L’euphorie qu’avait provoquée l’arrivée des troupes françaises, en 2013, s’est estompée laissant place à un sentiment anti-français de plus en plus fort au sein d’une partie de la population, lassée par une guerre qui s’éternise. Les manifestations récentes et la déclaration fracassante de l’artiste Salif Keita en sont l’illustration parfaite.

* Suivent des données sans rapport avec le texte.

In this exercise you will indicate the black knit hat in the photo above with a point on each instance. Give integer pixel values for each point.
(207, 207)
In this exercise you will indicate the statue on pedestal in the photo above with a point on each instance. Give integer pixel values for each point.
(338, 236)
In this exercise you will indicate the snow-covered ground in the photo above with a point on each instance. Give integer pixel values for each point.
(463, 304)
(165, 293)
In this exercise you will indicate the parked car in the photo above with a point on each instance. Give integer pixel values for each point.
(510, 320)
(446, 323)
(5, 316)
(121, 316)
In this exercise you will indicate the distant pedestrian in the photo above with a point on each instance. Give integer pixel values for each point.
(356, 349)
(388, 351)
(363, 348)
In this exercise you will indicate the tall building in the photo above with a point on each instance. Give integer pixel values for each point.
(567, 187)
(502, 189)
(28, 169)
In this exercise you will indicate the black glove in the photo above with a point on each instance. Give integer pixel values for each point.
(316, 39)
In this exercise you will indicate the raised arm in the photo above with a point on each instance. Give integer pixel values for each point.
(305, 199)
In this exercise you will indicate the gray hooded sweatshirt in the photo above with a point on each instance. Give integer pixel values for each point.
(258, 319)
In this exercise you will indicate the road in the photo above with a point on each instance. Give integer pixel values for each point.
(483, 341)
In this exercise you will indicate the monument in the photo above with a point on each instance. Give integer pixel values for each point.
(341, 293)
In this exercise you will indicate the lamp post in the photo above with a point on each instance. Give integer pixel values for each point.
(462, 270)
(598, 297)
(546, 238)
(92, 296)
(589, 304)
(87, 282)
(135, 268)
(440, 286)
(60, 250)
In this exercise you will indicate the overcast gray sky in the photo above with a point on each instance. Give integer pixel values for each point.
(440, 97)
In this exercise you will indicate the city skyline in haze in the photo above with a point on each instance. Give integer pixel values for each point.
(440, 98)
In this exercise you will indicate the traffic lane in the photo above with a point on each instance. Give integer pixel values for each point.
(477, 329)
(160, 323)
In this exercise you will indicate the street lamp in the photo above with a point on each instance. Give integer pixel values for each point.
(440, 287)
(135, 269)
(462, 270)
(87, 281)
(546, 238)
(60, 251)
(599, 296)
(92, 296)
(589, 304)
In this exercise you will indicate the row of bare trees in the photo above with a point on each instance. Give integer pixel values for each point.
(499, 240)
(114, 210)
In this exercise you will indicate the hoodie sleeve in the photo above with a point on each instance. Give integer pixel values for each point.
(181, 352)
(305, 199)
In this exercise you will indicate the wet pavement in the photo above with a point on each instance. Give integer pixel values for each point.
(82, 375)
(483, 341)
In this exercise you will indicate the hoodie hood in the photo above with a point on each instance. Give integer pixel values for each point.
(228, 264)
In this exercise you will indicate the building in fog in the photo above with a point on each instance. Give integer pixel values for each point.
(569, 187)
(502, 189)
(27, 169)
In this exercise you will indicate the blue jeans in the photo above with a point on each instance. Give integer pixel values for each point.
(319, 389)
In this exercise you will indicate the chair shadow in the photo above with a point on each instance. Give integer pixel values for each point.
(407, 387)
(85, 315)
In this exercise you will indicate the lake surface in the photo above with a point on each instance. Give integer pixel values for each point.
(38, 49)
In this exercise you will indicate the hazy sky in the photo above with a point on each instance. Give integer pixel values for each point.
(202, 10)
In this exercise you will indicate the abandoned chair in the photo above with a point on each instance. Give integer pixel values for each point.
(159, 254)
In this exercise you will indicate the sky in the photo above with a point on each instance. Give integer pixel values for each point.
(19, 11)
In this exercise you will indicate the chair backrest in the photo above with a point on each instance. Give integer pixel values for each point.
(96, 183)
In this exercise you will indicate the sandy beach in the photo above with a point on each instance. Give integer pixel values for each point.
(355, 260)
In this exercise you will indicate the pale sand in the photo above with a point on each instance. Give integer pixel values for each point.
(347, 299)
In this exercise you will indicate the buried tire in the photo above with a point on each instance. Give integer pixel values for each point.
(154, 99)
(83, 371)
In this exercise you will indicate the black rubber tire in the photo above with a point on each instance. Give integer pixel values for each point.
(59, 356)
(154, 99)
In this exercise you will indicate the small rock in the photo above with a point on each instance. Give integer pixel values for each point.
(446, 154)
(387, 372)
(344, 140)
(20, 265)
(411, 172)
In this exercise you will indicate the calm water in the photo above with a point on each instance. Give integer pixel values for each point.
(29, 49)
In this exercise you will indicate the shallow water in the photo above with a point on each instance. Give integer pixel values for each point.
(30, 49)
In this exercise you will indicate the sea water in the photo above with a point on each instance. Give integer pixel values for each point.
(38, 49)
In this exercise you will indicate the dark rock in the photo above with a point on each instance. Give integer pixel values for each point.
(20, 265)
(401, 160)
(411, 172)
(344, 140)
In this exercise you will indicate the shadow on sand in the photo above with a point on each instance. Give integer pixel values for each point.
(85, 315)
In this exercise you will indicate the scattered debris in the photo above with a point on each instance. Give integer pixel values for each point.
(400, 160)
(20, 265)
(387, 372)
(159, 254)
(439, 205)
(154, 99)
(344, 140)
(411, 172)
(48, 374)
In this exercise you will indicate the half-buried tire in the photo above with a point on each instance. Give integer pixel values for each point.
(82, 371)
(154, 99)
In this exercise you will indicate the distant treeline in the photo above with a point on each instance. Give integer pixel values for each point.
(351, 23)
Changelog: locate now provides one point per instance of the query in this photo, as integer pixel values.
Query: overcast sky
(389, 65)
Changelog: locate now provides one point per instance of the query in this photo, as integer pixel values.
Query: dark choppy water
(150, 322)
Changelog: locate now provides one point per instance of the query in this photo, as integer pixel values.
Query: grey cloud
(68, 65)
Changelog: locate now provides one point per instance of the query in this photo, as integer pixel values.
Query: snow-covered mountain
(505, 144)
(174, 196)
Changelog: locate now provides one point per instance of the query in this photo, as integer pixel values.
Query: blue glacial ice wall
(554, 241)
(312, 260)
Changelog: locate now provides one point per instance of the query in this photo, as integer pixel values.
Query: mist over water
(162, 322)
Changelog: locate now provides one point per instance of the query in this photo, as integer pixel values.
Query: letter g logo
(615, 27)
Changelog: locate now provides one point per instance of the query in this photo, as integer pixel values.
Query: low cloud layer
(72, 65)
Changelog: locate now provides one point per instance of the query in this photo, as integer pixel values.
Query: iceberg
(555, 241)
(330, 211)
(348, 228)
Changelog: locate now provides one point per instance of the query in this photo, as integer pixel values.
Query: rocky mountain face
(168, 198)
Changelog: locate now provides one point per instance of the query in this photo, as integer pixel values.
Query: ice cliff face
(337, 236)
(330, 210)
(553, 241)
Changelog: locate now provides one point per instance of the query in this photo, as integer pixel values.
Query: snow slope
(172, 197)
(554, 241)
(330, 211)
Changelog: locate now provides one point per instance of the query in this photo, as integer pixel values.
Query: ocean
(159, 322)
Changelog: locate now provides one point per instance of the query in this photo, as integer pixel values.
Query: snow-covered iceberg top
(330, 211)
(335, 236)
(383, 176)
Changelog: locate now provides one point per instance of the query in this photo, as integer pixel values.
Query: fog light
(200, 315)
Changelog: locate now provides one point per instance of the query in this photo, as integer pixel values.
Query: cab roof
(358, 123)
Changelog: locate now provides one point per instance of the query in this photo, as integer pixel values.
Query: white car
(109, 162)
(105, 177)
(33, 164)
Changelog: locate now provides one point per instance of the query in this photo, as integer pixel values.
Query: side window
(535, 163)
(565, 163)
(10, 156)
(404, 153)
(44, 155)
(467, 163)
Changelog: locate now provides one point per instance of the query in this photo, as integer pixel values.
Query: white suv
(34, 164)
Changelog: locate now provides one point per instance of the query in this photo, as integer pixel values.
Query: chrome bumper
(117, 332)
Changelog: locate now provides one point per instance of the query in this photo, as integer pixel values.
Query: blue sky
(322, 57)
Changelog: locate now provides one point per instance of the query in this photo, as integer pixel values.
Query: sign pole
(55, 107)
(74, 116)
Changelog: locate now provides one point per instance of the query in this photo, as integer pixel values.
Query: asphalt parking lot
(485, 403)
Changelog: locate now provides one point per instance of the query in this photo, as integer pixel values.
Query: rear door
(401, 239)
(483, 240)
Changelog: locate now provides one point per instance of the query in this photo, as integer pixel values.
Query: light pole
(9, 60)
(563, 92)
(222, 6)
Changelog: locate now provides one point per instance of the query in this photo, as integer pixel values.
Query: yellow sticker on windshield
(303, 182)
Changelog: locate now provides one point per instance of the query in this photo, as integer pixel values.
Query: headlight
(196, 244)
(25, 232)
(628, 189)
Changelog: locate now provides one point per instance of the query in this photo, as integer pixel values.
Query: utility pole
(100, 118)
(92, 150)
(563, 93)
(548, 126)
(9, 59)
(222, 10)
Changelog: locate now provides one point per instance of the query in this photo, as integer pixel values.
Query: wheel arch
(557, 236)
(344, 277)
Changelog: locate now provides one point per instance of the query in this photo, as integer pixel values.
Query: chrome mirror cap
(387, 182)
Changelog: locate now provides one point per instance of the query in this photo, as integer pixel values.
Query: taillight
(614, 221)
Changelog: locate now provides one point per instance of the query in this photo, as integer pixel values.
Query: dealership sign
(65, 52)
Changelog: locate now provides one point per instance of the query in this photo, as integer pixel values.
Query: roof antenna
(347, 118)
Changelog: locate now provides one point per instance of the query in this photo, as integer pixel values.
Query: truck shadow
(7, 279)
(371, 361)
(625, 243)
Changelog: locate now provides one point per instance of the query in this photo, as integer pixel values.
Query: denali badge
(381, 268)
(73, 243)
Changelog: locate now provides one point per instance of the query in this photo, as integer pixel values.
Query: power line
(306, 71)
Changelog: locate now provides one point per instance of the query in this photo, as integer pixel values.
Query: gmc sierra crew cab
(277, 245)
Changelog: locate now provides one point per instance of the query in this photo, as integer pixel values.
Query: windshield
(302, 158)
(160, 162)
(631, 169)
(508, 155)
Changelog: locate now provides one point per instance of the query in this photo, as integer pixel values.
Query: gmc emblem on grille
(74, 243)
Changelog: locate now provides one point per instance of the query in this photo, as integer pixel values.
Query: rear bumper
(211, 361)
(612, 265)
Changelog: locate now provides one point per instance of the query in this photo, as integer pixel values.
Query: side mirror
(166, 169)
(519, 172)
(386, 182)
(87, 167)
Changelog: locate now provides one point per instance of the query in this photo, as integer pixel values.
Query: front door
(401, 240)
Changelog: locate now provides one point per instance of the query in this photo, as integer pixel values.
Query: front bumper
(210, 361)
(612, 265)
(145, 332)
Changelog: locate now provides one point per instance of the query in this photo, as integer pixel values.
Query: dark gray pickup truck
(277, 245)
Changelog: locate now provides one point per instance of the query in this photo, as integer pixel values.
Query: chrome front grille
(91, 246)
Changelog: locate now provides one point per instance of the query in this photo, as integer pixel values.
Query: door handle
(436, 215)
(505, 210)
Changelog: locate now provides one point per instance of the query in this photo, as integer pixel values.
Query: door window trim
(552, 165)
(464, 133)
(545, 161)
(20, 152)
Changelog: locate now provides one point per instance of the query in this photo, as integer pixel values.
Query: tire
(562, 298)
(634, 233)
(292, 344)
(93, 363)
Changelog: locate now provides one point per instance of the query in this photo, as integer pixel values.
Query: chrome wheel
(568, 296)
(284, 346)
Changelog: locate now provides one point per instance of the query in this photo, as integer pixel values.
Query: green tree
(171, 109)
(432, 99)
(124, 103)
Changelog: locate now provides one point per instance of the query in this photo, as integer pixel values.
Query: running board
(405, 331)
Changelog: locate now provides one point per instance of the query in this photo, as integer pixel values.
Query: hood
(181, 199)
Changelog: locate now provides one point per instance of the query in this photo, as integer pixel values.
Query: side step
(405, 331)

En 2013, les soldats français étaient accueillis en héros par une foule en liesse tout au long de leur passage sur les routes. Six ans plus tard, l’ambiance n’est plus la même et les populations n’hésitent plus à accuser les militaires de la force Barkhane d’être complices des djihadistes. Les raisons de la montée en puissance du sentiment anti-français s’expliquent surtout par la gestion du cas de Kidal et de la détérioration de la situation sécuritaire au Centre et au Nord.
Le problème Kidal
En effet, en 2013, la majorité des Maliens n’avait pas compris pourquoi les soldats français avaient laissé les forces du Mouvement national pour la libération de l’Azawad (Mnla) libérer la ville de Kidal, contrôlée depuis des mois par le groupe salafiste Ansar Dine d’Iyad Ag Ghaly. Une incompréhension majeure était née de là, entre la population malienne et les troupes de Paris. Aussi, Kidal demeure toujours sous l’emprise des groupes armés notamment ceux de la coordination des mouvements de l’Azawad (CMA), échappant ainsi au contrôle de l’Etat. Cette situation provoque la colère des populations qui ont aussi eu le sentiment que la France « collaborait » avec des « ennemis » du Mali, comme la CMA [analyse Aurélien Tobie, chercheur et chargé de mission en faveur de la paix au Mali pour le Stockholm international peace research Institute.
Beaucoup de Maliens reprochent notamment aux forces françaises de privilégier les intérêts de la CMA et sont, de ce point de vue, au centre des alliances entre groupes armés qui se font et se défont au rythme des saisons.
Au sein de l’opinion malienne, l’on est convaincu que la rébellion touarègue a fait un compromis avec l’Otan et la France en abandonnant Kadhafi en pleine crise libyenne. Le marché était que si elle quittait le sud de la Libye, la France l’aiderait au mieux dans ses revendications au Mali. Vrai ou Faux ? Au vu de certains évènements troublants, l’on est tenté de croire à la thèse du complot contre la République du Mali. Et pour cause, la rébellion du Mouvement national de libération de l’Azawad (MNLA) qui a commencé ses attaques le 17 janvier 2012, a été aussitôt condamnée par la CEDEAO, l’Union africaine (UA) et les États-Unis. Mais pas explicitement par la France.
La mémoire coloniale
Aussi, combattu par leurs alliés djihadistes, Serval dans son intervention pour libérer le Mali a permis la régénération du MNLA. Et certains médias français se sont investis pour séparer théoriquement ce mouvement des djihadistes. Alors que lors de l’occupation du Nord, les populations se sentaient plus en sécurité avec AQMI et MUJAO qu’avec le MNLA qui violait, pillait, volait et tuait sans état d’âme.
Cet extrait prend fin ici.